Current AI tools encourage decomposed architectures. If your product is split into multiple small components around the 1-2kloc mark then the current tools are fantastic. Microservices anyone?
But larger more monolithic codebases remain challenging. For example, I can give Gemini-Thinking (1M token context window) the entire original Windiff codebase - that uses about 200k tokens. And it’s genuinely useful - Gemini found a buffer overflow bug along with a lot of questionable string handling.
But OpenSSL (850kloc) is well beyond Gemini’s capacity…
A human is still needed to figure out how to split the codebase into chunks that LLMs can work with effectively.
Back in the real world
A month or so ago I had a coding interview for one of the FAANGS. It was the classic codility interview - you get a poorly specified problem and then have to manually write code to solve it. And this from one of the companies actively promoting AI - to write code - to the outside world
It really brought home to me how far behind the curve the majority of people are. This type of interview test is pointless. An LLM can solve the problem in seconds. Sure - I can learn how to do this test well. But life is short. I don’t want to waste my limited learning hours developing or improving obsolete skills.

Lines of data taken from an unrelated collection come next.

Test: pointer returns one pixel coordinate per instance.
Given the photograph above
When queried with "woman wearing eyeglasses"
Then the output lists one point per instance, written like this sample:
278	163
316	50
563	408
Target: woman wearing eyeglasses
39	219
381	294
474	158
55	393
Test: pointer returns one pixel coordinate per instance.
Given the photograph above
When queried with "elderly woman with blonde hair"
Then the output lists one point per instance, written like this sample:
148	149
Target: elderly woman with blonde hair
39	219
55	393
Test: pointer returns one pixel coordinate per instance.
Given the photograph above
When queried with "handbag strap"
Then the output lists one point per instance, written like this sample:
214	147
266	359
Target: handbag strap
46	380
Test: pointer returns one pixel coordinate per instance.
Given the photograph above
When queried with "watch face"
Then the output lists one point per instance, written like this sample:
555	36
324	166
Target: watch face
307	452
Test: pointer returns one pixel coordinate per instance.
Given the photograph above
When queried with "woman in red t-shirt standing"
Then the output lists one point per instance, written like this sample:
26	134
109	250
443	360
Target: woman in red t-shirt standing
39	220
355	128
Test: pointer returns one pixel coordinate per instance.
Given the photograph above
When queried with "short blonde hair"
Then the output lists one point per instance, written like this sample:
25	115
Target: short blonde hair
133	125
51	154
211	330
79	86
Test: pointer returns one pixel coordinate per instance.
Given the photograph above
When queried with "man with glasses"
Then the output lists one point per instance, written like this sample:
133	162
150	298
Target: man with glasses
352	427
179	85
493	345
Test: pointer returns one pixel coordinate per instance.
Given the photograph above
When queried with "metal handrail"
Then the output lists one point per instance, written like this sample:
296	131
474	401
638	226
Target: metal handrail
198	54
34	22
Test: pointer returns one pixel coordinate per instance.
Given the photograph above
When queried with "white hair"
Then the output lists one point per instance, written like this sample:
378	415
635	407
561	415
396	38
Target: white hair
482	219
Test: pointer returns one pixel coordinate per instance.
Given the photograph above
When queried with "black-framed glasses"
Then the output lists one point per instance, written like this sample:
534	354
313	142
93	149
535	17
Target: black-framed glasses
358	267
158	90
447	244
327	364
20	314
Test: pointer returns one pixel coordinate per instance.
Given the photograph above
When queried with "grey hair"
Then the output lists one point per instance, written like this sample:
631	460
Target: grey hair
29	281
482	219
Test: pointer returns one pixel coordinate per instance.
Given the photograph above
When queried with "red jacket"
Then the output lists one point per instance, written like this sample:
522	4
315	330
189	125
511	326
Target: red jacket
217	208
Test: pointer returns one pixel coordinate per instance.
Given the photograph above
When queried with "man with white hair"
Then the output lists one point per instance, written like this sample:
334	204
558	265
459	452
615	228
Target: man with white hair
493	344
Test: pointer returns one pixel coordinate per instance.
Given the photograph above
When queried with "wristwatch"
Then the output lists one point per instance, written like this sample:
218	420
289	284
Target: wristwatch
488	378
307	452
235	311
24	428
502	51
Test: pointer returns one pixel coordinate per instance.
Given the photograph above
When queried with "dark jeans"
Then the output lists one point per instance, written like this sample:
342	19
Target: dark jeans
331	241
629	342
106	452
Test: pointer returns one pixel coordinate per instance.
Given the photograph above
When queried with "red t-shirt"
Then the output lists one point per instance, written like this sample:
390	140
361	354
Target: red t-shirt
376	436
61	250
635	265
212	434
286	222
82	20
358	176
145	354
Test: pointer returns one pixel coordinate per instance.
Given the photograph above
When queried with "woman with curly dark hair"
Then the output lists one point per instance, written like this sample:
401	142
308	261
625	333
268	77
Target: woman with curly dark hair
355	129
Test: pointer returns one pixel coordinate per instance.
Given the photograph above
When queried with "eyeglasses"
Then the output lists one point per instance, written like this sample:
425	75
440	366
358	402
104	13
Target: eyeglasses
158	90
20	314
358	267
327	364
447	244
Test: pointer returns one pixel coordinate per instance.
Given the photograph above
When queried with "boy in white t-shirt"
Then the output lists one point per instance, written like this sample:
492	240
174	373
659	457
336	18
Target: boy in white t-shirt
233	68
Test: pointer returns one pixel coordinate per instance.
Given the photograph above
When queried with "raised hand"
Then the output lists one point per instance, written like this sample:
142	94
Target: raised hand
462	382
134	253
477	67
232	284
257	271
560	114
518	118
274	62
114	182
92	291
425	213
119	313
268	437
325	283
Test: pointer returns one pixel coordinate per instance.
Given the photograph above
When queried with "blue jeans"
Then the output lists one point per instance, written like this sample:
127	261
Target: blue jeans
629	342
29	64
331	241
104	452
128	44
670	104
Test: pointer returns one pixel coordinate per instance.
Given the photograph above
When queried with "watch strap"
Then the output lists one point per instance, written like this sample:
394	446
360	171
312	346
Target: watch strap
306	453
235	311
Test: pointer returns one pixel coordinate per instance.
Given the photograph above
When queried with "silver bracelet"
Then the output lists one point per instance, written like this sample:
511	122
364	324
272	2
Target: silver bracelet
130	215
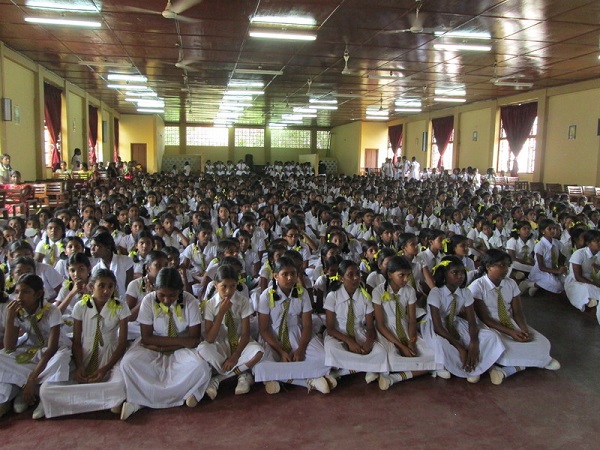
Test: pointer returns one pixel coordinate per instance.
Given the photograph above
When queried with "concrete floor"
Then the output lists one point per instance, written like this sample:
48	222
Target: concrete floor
536	409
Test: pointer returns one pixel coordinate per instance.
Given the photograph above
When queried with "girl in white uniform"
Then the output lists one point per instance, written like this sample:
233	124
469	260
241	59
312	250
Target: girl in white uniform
44	356
99	343
498	305
463	348
293	353
546	271
162	369
520	248
395	304
228	347
103	247
350	339
583	281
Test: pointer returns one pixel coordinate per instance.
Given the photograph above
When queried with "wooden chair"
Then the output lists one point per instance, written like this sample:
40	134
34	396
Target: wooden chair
574	192
554	188
57	195
522	185
40	194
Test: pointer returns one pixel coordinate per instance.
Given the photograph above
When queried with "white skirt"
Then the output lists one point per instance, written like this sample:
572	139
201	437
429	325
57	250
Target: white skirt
337	355
161	380
13	373
271	369
425	360
490	348
61	399
535	353
217	353
579	294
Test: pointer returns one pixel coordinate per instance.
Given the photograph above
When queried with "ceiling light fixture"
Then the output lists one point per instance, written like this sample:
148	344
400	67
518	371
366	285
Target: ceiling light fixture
123	77
123	65
464	34
463	47
297	21
64	22
283	35
127	87
259	72
151	110
449	99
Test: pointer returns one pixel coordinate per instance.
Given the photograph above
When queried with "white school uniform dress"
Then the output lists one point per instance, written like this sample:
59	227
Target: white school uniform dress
165	380
270	368
579	294
119	265
548	281
535	353
14	375
490	346
61	399
217	352
398	363
336	353
523	250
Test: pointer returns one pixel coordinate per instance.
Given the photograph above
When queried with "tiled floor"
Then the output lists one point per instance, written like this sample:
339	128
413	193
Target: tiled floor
534	409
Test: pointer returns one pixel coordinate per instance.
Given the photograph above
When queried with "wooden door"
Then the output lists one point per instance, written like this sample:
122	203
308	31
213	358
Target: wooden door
371	155
138	154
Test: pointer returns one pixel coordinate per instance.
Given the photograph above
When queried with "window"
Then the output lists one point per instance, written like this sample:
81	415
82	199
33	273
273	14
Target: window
323	140
207	136
172	136
526	159
290	138
435	154
48	147
249	137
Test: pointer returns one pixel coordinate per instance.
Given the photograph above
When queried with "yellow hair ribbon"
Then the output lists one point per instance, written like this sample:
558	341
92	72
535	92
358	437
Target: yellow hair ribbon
365	292
441	264
445	243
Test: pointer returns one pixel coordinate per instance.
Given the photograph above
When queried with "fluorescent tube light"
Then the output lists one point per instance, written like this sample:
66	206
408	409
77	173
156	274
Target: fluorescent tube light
127	87
245	83
123	77
321	100
331	107
463	47
450	99
450	91
408	110
121	64
64	22
285	20
513	83
464	34
283	35
259	72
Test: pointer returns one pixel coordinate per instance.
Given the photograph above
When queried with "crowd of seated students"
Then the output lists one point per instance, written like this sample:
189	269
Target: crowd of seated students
162	286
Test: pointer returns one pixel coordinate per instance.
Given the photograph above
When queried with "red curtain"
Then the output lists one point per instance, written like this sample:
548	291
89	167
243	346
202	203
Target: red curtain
116	149
395	136
517	121
52	114
442	131
92	133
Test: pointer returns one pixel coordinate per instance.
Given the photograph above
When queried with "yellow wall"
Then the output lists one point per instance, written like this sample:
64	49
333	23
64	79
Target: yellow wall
346	147
20	140
475	153
573	161
142	129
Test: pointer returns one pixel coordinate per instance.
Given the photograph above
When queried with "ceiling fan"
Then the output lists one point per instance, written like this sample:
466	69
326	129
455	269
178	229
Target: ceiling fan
416	23
171	11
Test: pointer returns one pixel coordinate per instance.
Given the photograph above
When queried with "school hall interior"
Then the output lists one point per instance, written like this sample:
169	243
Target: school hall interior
215	86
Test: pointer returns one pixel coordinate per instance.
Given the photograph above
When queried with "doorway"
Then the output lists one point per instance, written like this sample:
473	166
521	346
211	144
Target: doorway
138	154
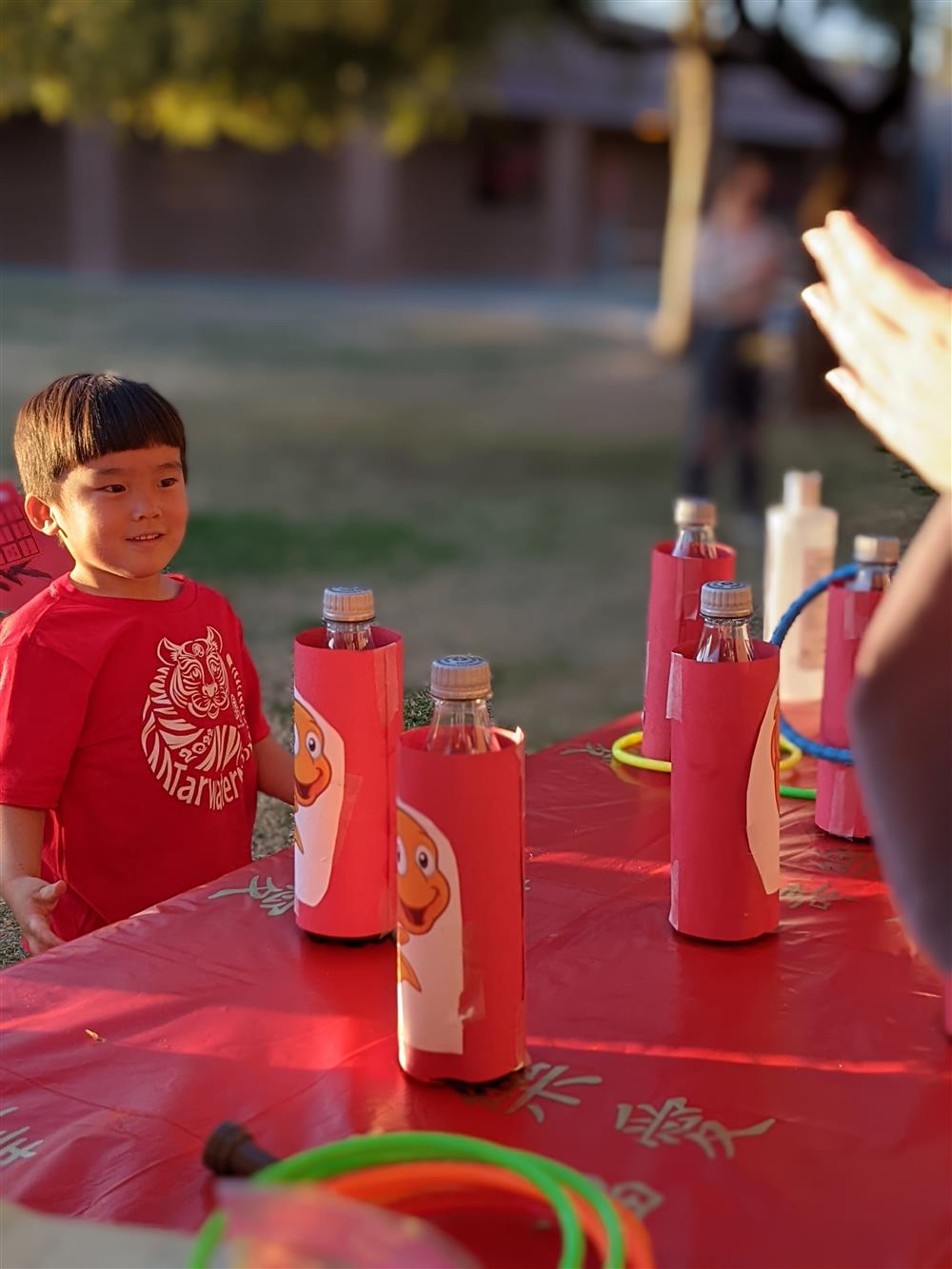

I discussed AI with the interviewer. They told me it was still important to be able to solve these problems. They were wrong. It’s not. There’s an infinite set of skills you can test for. You’ve got to test for the ones that matter. It’s like choosing a house builder based on their ability to convert clay into bricks.
We need to be testing people on their abilities to effectively use tools - the skills we need now are higher level. Clearly defining requirements. Understanding the limitations of the tools. An ability to keep up with the jagged frontier. Those are the skills we should be testing for.
Where does that take us?
The contrast between cutting-edge AI capabilities and current industry practices is stark - for pure coding work I’m at least 10x faster than I used to be. Overall I’m least 2x more productive.
This disconnect can't last. Those kinds of productivity gains can’t be ignored. And the tools are only going to get better from here. Six months ago, one shotting more than a few hundred lines was next to impossible. Now, here we are at 1kloc. When does that become 10kloc? 100kloc?
Many of the large software companies will struggle. They have too much inertia, too much process, too many legal constraints to adapt rapidly. It’s ironic - they are the ones helping accelerate the AI race, yet they are poorly placed to take advantage of the changes themselves.
In forty years of coding I've seen many changes. The shift from assembly to high-level languages. The rise of open source. The adoption of cloud computing. Each felt revolutionary at the time. But this is different. This isn't just a better way to code - it's the end of coding as we know it.
The irony isn't lost on me. After decades of writing code, I've spent the past week building more than ever before. And it’s been fun - so much fun.
And the interview? It wasn't for me. I want to be somewhere that innovates. That rides the leading edge. That moves fast. And right now, that isn't big tech.